白池先輩は冷えた麦茶に口をつけて、溜め息をつく。
「それにしても、あの広報部の二人も動いているなんて…いよいよ古代宝ってのが怪しくなってきたね」
「だな…。ったく、面倒なことが多すぎるだろう、この土地は」
香藤部長が舌打ちをしながら、床の上に置いてあるノートパソコンを片手で操作した。俺と白池先輩が画面をのぞき込むと、第三高校の広報部の情報部がずらりと出てきた。香藤部長がぼそりと呟く。
「第三高校広報部の咲宮と篠川か。この二人が目に付くようになったのは、結構最近なんだな」
「そうなんですか?なんか慣れていた感じしましたけど」
「ああ…。確かに実績はある二人だが、決して広報部の中では好戦的ではなかったみたいだぞ?特に、出会ってしまったから攻撃してくるようなことは、少なくとも一カ月以前まではない」
あれだけ楽しそうに人を苛めていたのに、か。もしかして…。
「あの二人、二年ですよね?後輩できて調子に乗っているとか…」
「ははっ、まあ無くは無いかもね」
俺の提案を、白池先輩は曖昧な返事で返した。その後、香藤部長は睨むような勢いで、俺を見て警告してくる。
「とりあえず古代宝探しとかいうのは、最低でも守衛部がいる時にしろ。それまでは部屋で情報の記憶でもしとけ」
「…はい」
情報の『記憶』か。
やはり、情報の『収集』とは言わない。
いや、当たり前なんだが。
その時、篠川に言われた言葉がふと蘇る。
「…」
「?どうしたの、奏寺」
「あ、いえ、なんでも」
不思議そうな目で俺を見てきた白池先輩に、焦って返事を返した。ごまかし笑いをした俺に特に何も言うこともなく、香藤部長が目線を時計に向ける。
「…そろそろ雪平の補習が終わる頃だな」
「そうだね。…ああ、お腹減った。早く来ないかな」
明らかに雪平先輩に料理を頼もうとしている二人の先輩達は、集中が切れたのか宿題を片付け始めた。情報部員である雪平正護先輩を待ちながら、俺はふと疑問に思っていたことを思い出す。
「そういえば香藤部長、春崎先輩はどうしているんですか?」
情報部で唯一の女子である春崎瑠衣伽先輩に、夏期休暇中まだ一度も会っていないので、少し気になっていた。
「ああ。春崎はおまえみたいに、寮の部屋が一人部屋だから基本的に部屋の中で一日過ごしているらしい」
「出かけないんですか」
「たまに図書館や他校に侵入するらしいが…あいつは体力ないから、極力室内に居たいんだろう」
「…」
その後、雪平先輩がこの部屋を訪れ、白池先輩たちの思惑通り昼ご飯を作ってくれた。
調子に乗って途中から春崎先輩に電話をしてみると、予想通り部屋に居たため、雪平先輩に続いて集まってくれた。
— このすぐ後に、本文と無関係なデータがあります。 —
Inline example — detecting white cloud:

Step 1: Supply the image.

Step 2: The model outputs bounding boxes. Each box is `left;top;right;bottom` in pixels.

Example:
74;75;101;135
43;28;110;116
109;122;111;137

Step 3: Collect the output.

俺にとって情報部員は、高校生活で初めてできた大切な仲間である。
『君の必要性って、なに?』
犯罪的な手法と才能で、情報を集める香藤部長。
潜入や、得意の情報操作を活かして動く白池先輩。
器用に自分を演じ、身近な情報を手に入れる雪平先輩。
高い身体能力の駆使し、他校に侵入して情報を得る春崎先輩。
…。
「…なんて顔してるんだ?おまえ。気持ち悪いぞ」
気が付くと、雪平先輩がこちらを見て渋い顔をしていた。俺は慌てて自分の世界から我に返る。
「ああ、いえ…って気持ち悪いって、酷いですよ」
「気持ち悪い。なんで俺たちを見て哀愁感漂わせる顔をしているんだ?」
「どんな顔ですか、それ」
俺が少し慌てていると、隣にいた春崎先輩が心配そうな顔になる。
「でも奏ちゃん…本当に顔色、悪いよ…?」
「え。あ、きっとずっと部屋の中にいたからです。ちょっと外の新鮮な空気吸ってきます!」
俺は立ち上がり、部屋から走って出て行った。最後に春崎先輩が何かを言っていた気がしたが、気付いたときにはもう、俺は寮の外にいた。
「…」
「…」
「…」
「…ははっ」
奏寺がいなくなった寮の部屋で、沈黙を破ったのは白池だった。
「こういうことはわかりやすいね、奏寺は。今度は何を抱えてるのかな?」
いたずらっぽい笑みを浮かべる白池の横で、香藤が大きな溜め息をつく。
「ったく。手の掛かる副部長だな、あいつは」
「…まあ、犯罪を犯す部長っていうものも、どうかと思うが」
雪平も香藤に負けないほど、大きな溜め息をついていた。
「そう…。でもどうにかしてあげないと…」
心配そうな顔で、春崎は奏寺が出て行った方向を見つめた。その時、小さく低い声で香藤が呟く。
「しょうがねぇな…」
全員の視線が一気に香藤へと向くと、香藤は強気の笑みを見せた。
…篠川の言葉が頭から離れない。
あいつのせいで頭がこんがらがるほど、何かを考えることになるとは。
夏期休暇中かつ昼食時ということもあってか、寮の前を通る人は居なかった。そのおかげで少し冷静になれたため、とりあえず深呼吸をする。
…落ち着けたし、そろそろ部屋に戻るか。
頭が少しだけすっきりとした俺は、足を寮の方へ向けようとした。…その時。
「あれ…あいつは…?」
俺は第一高校の敷地の外に、見知った顔を見つけてしまった。